According to ERE Media, HiringSolved will soon unveil what it considers “Siri for recruiting,” an artificial intelligence assistant for recruiters. His name will be RAI, pronounced like the name Ray, and standing for “Recruiting Artificial Intelligence.”
HiringSolved has been working on the technology for five years — around as long as Siri has been around. For those not familiar, Siri, part of Apple Inc.’s iOS, watchOS, and tvOS operating systems, is a virtual assistant with a voice-controlled natural language interface. You can ask her questions such as “what’s the best sushi place in town?” or ask her to set reminders, schedule dates, find directions or make calls.
HiringSolved has been working on their technology for five years, and it has a similar mission — you’d ask RAI recruiting questions like: “Find me 5 sales executives with experience in the pharmaceutical industry” or “what is the most common previous title of a software engineer?” RAI might ask you to be more specific – Web Development? Mobile Development? DevOps?
This confirms that the technology isn’t meant to replace the human sourcer in the process – a recruiter’s expertise is still needed to guide and give the data to get the correct result. But if it works, the software could be a total game-changer in the recruiting world, saving a recruiter’s time, and saving their client money from lengthy searches.
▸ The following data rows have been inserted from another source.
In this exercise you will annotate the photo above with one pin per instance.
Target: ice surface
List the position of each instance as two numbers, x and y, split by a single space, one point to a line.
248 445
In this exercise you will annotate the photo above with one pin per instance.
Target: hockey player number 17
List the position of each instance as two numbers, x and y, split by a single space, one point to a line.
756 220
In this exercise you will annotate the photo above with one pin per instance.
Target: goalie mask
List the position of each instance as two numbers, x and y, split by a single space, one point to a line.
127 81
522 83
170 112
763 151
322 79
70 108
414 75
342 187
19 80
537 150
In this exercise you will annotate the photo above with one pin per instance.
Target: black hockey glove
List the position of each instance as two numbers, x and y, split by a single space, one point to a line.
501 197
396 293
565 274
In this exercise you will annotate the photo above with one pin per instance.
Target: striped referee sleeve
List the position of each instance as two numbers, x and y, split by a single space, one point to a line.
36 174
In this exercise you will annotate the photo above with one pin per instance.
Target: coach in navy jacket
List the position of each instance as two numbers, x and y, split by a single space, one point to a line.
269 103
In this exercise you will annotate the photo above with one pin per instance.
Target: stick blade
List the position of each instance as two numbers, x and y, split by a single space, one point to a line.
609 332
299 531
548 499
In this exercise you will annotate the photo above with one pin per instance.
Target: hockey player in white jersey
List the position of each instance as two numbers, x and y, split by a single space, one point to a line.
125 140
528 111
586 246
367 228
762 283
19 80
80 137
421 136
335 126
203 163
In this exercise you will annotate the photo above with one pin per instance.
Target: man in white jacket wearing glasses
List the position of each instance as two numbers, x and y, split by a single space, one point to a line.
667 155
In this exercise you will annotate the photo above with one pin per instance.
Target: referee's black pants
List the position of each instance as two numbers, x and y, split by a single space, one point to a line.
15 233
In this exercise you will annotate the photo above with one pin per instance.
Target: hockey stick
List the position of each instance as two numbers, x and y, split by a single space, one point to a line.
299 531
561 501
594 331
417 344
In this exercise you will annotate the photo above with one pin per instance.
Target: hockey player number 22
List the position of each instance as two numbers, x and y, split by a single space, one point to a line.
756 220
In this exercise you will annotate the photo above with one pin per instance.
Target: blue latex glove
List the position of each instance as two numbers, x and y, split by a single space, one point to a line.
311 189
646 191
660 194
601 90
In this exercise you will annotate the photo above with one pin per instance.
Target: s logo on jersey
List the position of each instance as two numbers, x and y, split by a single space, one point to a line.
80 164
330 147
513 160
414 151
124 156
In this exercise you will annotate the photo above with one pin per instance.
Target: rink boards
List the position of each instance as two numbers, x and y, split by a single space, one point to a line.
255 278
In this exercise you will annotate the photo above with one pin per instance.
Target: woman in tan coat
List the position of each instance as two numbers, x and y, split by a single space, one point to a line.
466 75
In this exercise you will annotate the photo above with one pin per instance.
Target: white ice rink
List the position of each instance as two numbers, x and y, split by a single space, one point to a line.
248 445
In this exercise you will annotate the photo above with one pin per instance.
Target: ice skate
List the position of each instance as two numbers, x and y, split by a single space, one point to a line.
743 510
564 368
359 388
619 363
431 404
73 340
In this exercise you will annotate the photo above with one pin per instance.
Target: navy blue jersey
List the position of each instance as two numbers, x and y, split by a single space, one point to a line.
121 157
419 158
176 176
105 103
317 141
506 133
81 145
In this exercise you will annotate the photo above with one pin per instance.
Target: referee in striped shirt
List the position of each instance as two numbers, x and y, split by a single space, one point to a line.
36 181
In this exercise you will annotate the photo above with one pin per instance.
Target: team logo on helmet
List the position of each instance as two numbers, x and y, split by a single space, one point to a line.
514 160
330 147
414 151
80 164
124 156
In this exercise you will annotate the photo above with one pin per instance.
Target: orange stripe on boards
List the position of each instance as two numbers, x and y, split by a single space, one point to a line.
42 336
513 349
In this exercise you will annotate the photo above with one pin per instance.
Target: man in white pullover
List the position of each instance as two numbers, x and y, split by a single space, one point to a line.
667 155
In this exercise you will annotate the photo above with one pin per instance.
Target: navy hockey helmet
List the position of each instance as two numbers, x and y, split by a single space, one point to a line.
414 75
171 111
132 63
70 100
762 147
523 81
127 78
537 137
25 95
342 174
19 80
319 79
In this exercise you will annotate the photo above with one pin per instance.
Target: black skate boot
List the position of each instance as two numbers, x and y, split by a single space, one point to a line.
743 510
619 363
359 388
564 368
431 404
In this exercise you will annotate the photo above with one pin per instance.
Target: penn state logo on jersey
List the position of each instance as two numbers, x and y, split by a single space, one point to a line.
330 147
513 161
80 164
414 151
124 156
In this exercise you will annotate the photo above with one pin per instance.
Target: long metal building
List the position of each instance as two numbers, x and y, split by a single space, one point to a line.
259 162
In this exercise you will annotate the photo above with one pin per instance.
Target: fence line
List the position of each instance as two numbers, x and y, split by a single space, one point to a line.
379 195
But the question remains whether the technology will delivery the same quality that a human recruiter would get when doing a search.
According to ERE Media, HiringSolved will have about 100 early adopters of the technology, and plans on giving a demonstration at this fall’s SourceCon event. The technology will need to be refined, and it may be a year or more until it’s ready for sale.
Until the testing and demonstration stages are finished, and the RAI tool has been tested and proved accurate and reliable, recruiters will have to do the leg work themselves, the “old fashioned” way, through social media, networking, emails, and cold-calls. Do you think artificial intelligence — or a recruiting robot — would be a benefit to the recruiting industry?